The /efs filesystem is an "elastic file system" that automatically grows and shrinks as files are added, you pay for what you use. User home directories are located in /efs/users.

The /fsx filesystem is a high performance parallel filesystem, we currently have provisioned 9TB. Due to the performance benefits, it is recommended to have analyses use this filesystem for IO and to move inactive projects to /efs. Also (in my experience) lustre filesystems tend to be a bit unstable, so you would not want to keep files here that are difficult to obtain - there is a chance they might get lost.

Finally, /local is a solid-state drive that is attached directly to each compute node and provides the fastest IO of any of the filesystems. This filesystem is not shared among nodes and should be used for temporary files. The environment variable TMPDIR is set to /local.

Initial Setup

Useful symlinks

I like to create symlinks to frequently used directories in my home directory. This is especially useful when using programs like cyberduck.
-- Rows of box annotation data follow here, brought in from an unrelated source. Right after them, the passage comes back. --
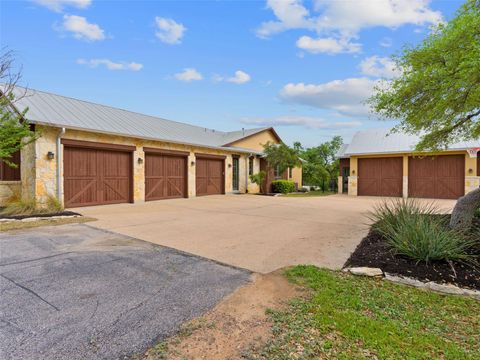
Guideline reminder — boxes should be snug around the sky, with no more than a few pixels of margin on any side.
[0,0,463,147]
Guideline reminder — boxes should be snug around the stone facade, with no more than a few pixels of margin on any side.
[339,151,480,198]
[0,126,288,205]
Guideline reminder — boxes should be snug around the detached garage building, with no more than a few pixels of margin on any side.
[338,130,480,199]
[0,89,302,207]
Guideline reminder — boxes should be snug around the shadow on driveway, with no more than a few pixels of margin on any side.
[0,224,250,359]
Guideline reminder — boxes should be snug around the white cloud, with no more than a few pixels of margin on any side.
[227,70,251,84]
[315,0,443,35]
[77,59,143,71]
[175,68,203,82]
[33,0,92,12]
[297,36,362,54]
[155,16,187,45]
[256,0,443,54]
[379,37,393,47]
[240,115,362,130]
[280,77,376,116]
[212,70,252,85]
[61,15,105,41]
[359,55,401,79]
[256,0,314,38]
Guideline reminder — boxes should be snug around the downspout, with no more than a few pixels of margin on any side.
[57,128,65,203]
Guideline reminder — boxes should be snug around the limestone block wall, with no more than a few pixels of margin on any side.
[29,126,260,203]
[34,126,60,205]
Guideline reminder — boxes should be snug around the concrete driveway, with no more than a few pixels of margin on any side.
[0,224,250,359]
[76,195,454,273]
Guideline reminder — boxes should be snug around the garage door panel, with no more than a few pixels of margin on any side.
[145,153,187,200]
[358,157,403,196]
[408,155,465,199]
[195,158,225,196]
[63,146,132,207]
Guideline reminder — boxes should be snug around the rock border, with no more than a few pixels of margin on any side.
[343,267,480,301]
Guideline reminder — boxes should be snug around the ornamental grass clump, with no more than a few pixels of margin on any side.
[370,199,478,264]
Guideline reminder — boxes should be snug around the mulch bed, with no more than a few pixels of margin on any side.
[345,219,480,290]
[0,211,81,220]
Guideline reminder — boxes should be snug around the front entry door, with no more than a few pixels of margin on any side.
[342,167,350,194]
[232,157,240,191]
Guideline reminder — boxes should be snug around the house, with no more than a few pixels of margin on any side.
[0,89,302,207]
[338,129,480,199]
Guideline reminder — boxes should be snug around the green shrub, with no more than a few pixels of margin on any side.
[250,170,267,193]
[370,199,478,263]
[272,180,295,194]
[46,194,64,213]
[2,197,37,215]
[2,192,63,216]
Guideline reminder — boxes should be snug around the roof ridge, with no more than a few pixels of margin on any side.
[16,86,234,134]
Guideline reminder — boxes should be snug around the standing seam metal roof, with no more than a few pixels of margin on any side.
[344,129,480,157]
[14,87,270,153]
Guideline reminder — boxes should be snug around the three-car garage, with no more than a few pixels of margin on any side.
[62,139,226,207]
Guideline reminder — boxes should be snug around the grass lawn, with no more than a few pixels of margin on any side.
[282,190,336,197]
[0,216,96,231]
[242,266,480,359]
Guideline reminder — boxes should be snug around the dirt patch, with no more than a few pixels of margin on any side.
[345,220,480,290]
[0,216,97,231]
[145,270,305,360]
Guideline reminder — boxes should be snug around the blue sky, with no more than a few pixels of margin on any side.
[0,0,462,146]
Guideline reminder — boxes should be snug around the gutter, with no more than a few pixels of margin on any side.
[57,128,65,203]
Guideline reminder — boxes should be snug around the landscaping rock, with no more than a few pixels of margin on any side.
[348,267,383,277]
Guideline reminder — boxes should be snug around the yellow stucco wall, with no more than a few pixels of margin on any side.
[348,151,480,197]
[230,129,302,193]
[230,130,279,151]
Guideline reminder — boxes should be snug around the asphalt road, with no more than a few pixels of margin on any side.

ln -s /fsx/users/$(whoami) myfsx

Install miniconda

The miniconda installer is located at /efs/software/Miniconda3-py39_4.10.3-Linux-x86_64.sh. To install miniconda:

bash /efs/software/Miniconda3-py39_4.10.3-Linux-x86_64.sh -b -p $HOME/miniconda3
$HOME/miniconda3/bin/conda init

Log out and log back in to activate the base environment. Your command prompt will now be prefixed by your current environment, base.
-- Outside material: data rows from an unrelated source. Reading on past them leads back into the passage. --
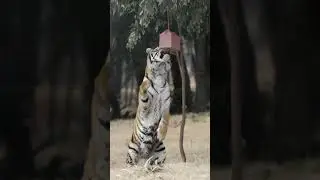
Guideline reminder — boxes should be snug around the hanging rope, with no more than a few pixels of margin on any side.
[167,11,170,30]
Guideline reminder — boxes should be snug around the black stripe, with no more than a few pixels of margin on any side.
[128,145,139,154]
[148,91,153,98]
[162,81,167,88]
[146,76,159,93]
[164,95,171,102]
[137,119,147,136]
[143,141,152,144]
[154,147,166,152]
[141,97,149,103]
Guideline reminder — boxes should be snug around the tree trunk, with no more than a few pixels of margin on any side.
[219,0,243,180]
[82,55,111,180]
[193,37,210,112]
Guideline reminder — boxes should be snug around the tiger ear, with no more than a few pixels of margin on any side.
[162,54,170,61]
[146,48,152,54]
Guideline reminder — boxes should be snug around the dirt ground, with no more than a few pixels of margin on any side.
[110,113,210,180]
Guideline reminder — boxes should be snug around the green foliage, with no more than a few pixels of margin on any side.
[110,0,210,51]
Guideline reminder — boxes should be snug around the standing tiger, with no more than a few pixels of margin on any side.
[126,47,171,169]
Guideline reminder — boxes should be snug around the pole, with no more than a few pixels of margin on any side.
[176,51,186,162]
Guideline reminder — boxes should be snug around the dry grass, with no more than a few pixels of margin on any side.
[110,113,210,180]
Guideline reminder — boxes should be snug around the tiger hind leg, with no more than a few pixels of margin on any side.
[126,142,139,166]
[144,141,167,171]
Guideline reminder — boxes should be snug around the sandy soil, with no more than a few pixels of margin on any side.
[110,113,210,180]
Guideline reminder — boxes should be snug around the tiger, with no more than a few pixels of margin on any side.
[126,47,172,170]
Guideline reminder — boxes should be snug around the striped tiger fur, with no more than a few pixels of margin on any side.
[126,47,171,169]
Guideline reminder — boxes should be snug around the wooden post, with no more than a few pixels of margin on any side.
[176,51,186,162]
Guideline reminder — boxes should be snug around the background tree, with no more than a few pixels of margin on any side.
[110,0,210,115]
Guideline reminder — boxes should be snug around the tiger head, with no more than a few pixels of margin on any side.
[146,47,171,85]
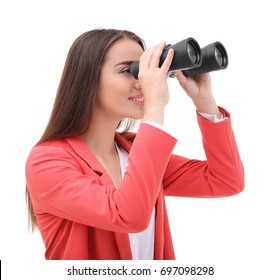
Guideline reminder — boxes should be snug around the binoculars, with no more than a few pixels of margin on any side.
[130,37,228,80]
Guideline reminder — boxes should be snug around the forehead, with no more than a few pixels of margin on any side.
[105,38,143,63]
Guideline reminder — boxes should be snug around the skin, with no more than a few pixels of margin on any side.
[82,39,220,186]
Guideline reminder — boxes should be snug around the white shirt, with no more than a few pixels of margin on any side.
[116,145,155,260]
[116,112,227,260]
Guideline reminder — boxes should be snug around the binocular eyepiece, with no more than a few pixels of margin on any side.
[130,38,228,80]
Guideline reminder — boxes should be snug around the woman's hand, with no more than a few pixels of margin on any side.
[138,42,174,124]
[173,71,221,118]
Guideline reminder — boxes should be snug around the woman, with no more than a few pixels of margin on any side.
[26,29,244,260]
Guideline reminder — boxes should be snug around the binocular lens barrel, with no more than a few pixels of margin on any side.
[182,42,228,77]
[130,37,228,79]
[130,38,202,79]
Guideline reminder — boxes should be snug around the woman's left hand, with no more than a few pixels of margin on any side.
[175,71,221,118]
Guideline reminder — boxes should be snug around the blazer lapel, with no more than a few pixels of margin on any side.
[66,133,135,260]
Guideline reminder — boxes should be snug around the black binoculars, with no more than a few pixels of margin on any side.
[130,37,228,80]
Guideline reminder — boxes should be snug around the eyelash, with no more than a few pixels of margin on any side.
[121,68,130,74]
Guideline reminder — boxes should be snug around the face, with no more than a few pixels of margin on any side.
[94,39,144,122]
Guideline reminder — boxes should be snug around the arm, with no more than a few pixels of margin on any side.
[164,108,244,197]
[26,124,176,232]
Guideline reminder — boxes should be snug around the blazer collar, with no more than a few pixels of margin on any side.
[66,133,132,175]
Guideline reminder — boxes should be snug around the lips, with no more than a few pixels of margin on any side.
[129,95,144,102]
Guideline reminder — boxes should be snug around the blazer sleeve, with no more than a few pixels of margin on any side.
[163,108,244,197]
[26,124,176,232]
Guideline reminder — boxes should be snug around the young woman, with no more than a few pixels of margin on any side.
[26,29,244,260]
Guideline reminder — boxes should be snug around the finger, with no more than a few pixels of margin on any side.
[160,49,174,73]
[140,42,165,68]
[150,42,166,68]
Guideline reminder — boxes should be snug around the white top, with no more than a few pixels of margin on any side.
[113,112,227,260]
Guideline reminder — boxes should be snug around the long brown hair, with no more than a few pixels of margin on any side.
[26,29,145,230]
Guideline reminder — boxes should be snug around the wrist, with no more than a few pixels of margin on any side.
[193,97,222,119]
[142,107,164,125]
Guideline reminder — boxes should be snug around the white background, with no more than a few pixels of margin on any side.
[0,0,280,280]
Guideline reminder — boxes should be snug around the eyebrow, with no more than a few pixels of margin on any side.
[115,60,134,67]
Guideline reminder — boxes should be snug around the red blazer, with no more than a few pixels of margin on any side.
[26,108,244,260]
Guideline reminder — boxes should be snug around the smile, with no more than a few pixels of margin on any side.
[129,97,144,102]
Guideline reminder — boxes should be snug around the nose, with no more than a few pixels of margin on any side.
[134,77,141,90]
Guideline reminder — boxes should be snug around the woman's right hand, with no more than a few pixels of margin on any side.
[138,42,174,124]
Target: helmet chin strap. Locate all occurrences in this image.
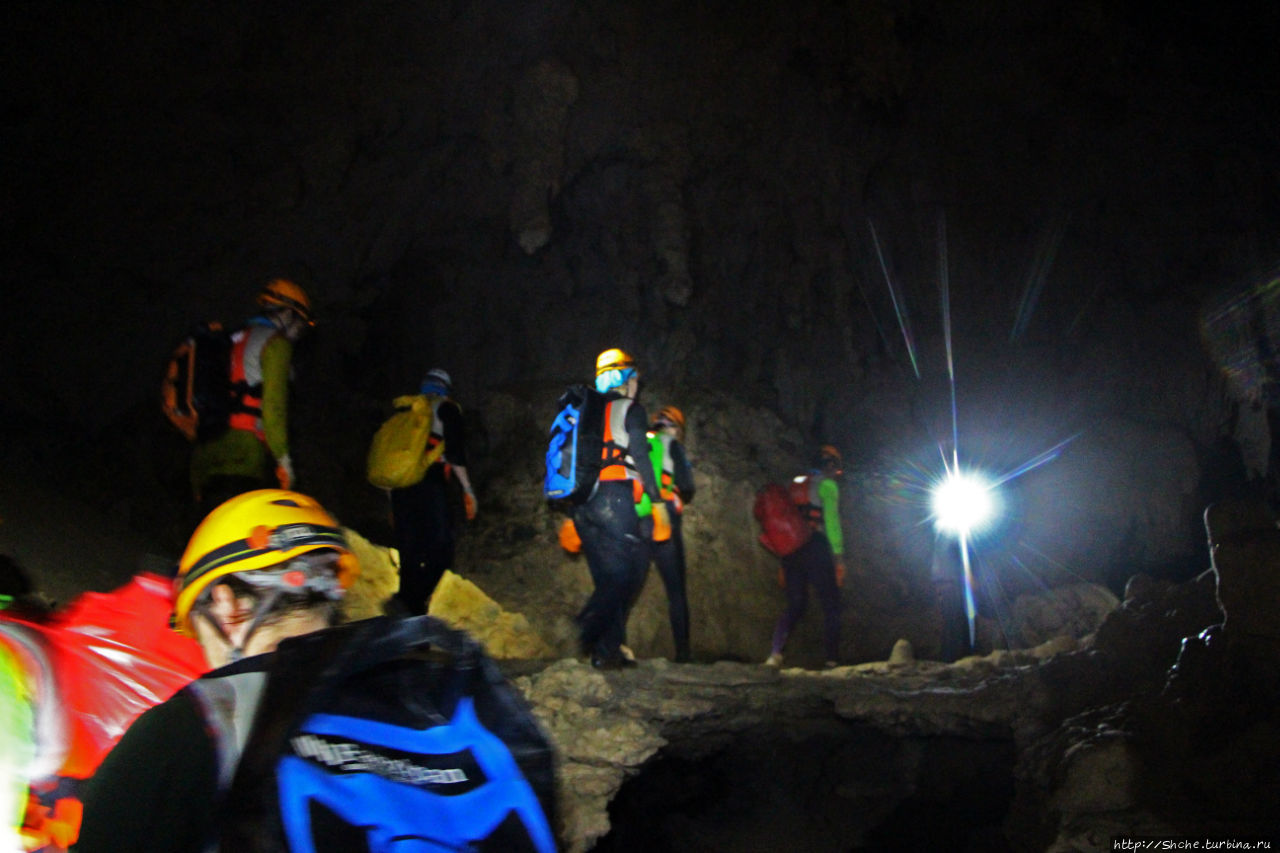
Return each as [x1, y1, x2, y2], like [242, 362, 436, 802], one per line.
[200, 589, 282, 663]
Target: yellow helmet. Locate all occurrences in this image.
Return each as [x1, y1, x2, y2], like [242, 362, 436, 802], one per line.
[595, 347, 636, 375]
[257, 278, 315, 325]
[173, 489, 360, 637]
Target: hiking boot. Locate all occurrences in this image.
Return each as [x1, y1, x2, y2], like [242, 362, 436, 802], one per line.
[591, 654, 636, 670]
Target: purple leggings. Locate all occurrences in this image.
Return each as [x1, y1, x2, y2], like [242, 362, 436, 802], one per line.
[771, 533, 840, 661]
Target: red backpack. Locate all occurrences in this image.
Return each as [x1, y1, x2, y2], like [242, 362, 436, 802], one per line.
[751, 483, 813, 557]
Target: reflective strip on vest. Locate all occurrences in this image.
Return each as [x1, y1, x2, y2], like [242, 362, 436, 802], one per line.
[0, 621, 70, 781]
[653, 433, 677, 501]
[600, 397, 640, 480]
[228, 325, 278, 441]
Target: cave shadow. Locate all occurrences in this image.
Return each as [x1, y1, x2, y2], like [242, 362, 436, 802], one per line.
[593, 720, 1015, 853]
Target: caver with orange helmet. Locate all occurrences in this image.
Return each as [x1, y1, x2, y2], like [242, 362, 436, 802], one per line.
[649, 406, 694, 663]
[257, 278, 316, 325]
[191, 278, 315, 514]
[173, 489, 360, 663]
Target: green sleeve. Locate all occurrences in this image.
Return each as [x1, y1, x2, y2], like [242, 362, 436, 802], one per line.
[0, 643, 36, 838]
[818, 478, 845, 557]
[261, 334, 293, 459]
[72, 693, 218, 853]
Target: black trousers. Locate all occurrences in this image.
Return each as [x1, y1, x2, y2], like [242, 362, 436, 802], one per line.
[573, 480, 649, 661]
[649, 501, 690, 663]
[392, 465, 456, 616]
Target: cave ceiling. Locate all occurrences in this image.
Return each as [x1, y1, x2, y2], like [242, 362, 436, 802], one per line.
[0, 0, 1280, 571]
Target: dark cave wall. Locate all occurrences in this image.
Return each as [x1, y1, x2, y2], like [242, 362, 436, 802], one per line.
[0, 0, 1280, 591]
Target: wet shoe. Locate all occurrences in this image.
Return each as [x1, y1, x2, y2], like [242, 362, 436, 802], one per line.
[591, 654, 636, 670]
(base) [bendall@ip-10-0-0-65 ~]$

Install mamba into base environment. mamba is a drop-in replacement for conda and is much faster.
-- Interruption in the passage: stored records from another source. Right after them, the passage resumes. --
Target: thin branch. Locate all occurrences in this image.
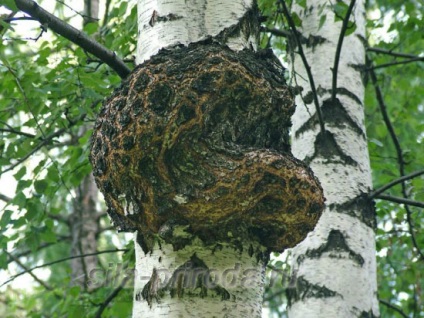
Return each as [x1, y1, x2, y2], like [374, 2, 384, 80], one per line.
[375, 194, 424, 208]
[0, 248, 129, 287]
[0, 114, 86, 176]
[368, 56, 424, 70]
[96, 275, 131, 318]
[378, 299, 408, 318]
[369, 170, 424, 199]
[0, 193, 12, 203]
[56, 0, 99, 21]
[279, 0, 325, 133]
[7, 240, 65, 264]
[15, 0, 131, 78]
[0, 128, 35, 138]
[331, 0, 355, 101]
[260, 27, 290, 38]
[5, 251, 53, 290]
[367, 47, 420, 59]
[367, 59, 424, 260]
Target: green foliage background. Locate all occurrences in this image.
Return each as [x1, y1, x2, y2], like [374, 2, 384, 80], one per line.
[0, 0, 424, 317]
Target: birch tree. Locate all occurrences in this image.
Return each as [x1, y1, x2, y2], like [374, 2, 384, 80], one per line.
[0, 0, 424, 317]
[91, 1, 323, 317]
[281, 1, 379, 318]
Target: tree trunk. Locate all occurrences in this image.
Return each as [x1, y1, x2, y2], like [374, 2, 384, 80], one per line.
[287, 1, 379, 318]
[90, 0, 324, 317]
[69, 0, 100, 289]
[133, 0, 267, 317]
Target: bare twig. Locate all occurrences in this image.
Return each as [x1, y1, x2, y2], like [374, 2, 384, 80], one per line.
[15, 0, 131, 78]
[96, 275, 131, 318]
[369, 170, 424, 199]
[367, 60, 424, 260]
[0, 128, 35, 138]
[0, 249, 129, 287]
[279, 0, 325, 133]
[367, 47, 420, 59]
[368, 56, 424, 70]
[5, 251, 53, 290]
[375, 194, 424, 208]
[378, 299, 408, 318]
[331, 0, 355, 101]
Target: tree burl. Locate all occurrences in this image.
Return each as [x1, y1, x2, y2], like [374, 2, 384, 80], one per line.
[90, 42, 324, 251]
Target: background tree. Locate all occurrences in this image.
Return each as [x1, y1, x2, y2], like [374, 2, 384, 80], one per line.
[0, 1, 424, 317]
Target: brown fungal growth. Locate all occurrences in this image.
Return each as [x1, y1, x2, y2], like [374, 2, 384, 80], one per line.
[91, 43, 324, 251]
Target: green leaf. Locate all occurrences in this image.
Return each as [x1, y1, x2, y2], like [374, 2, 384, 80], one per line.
[318, 14, 327, 30]
[2, 0, 19, 11]
[291, 12, 302, 27]
[296, 0, 306, 9]
[333, 1, 349, 21]
[13, 166, 26, 181]
[0, 210, 13, 228]
[34, 180, 49, 194]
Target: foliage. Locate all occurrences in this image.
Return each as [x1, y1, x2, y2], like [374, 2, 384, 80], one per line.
[0, 0, 424, 317]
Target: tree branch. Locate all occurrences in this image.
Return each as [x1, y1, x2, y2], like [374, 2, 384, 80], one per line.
[367, 47, 420, 59]
[15, 0, 131, 78]
[0, 248, 129, 287]
[96, 275, 131, 318]
[0, 114, 86, 176]
[5, 251, 53, 290]
[367, 59, 424, 260]
[279, 0, 325, 133]
[368, 56, 424, 70]
[331, 0, 355, 101]
[375, 194, 424, 208]
[0, 193, 12, 203]
[369, 170, 424, 199]
[260, 27, 290, 38]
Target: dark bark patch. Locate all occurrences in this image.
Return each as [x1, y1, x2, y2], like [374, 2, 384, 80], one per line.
[286, 276, 342, 306]
[90, 41, 324, 251]
[297, 230, 365, 267]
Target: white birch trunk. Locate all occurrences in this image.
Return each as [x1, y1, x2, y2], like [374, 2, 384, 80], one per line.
[288, 0, 379, 318]
[133, 0, 265, 317]
[137, 0, 257, 64]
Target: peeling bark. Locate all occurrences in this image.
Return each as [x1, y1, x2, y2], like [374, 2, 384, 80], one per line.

conda install -n base -c conda-forge mamba

Set up bioconda by setting channel order

conda config --add channels defaults
conda config --add channels bioconda
conda config --add channels conda-forge

Install snakemake

Create a clean environment with just snakemake and snakedeploy

mamba create -c conda-forge -c bioconda -n snakemake snakemake snakedeploy mamba

Setup git

git config --global user.name "[first name] [last name]"
git config --global user.email "[email]"
ssh-keygen -t ed25519 -C "[email]"

Copy key at ~/.ssh/id_ed25519.pub to Github

Setup SSH within cluster

Copy your new public key to your authorized keys so you can authenticate to different nodes

cat ~/.ssh/id_ed25519.pub >> ~/.ssh/authorized_keys

Test SLURM

sinfo tells you what is the cluster status

sinfo

squeue tells you about specific jobs. The alias qstat and allstat is a more readable version for your jobs and all jobs, respectively.

squeue
qstat
allstat

Submit the following job.

sbatch -c 2 -p tiny-spot <<EOF
#!/bin/bash
sleep 60
echo "hello world from $(hostname)"
EOF

Check the status of the cluster (using sinfo) and the job (using qstat) and notice the different states the job goes through.

Once a node has been allocated and configured, you can SSH into the node. For example, if the node is called tiny-spot-dy-r5adxlarge-1, do this to log in to that node.

tiny-spot-dy-r5adxlarge-1

This is useful to check on resources being used by a running job or even to run tasks when the node isn't fully utilized.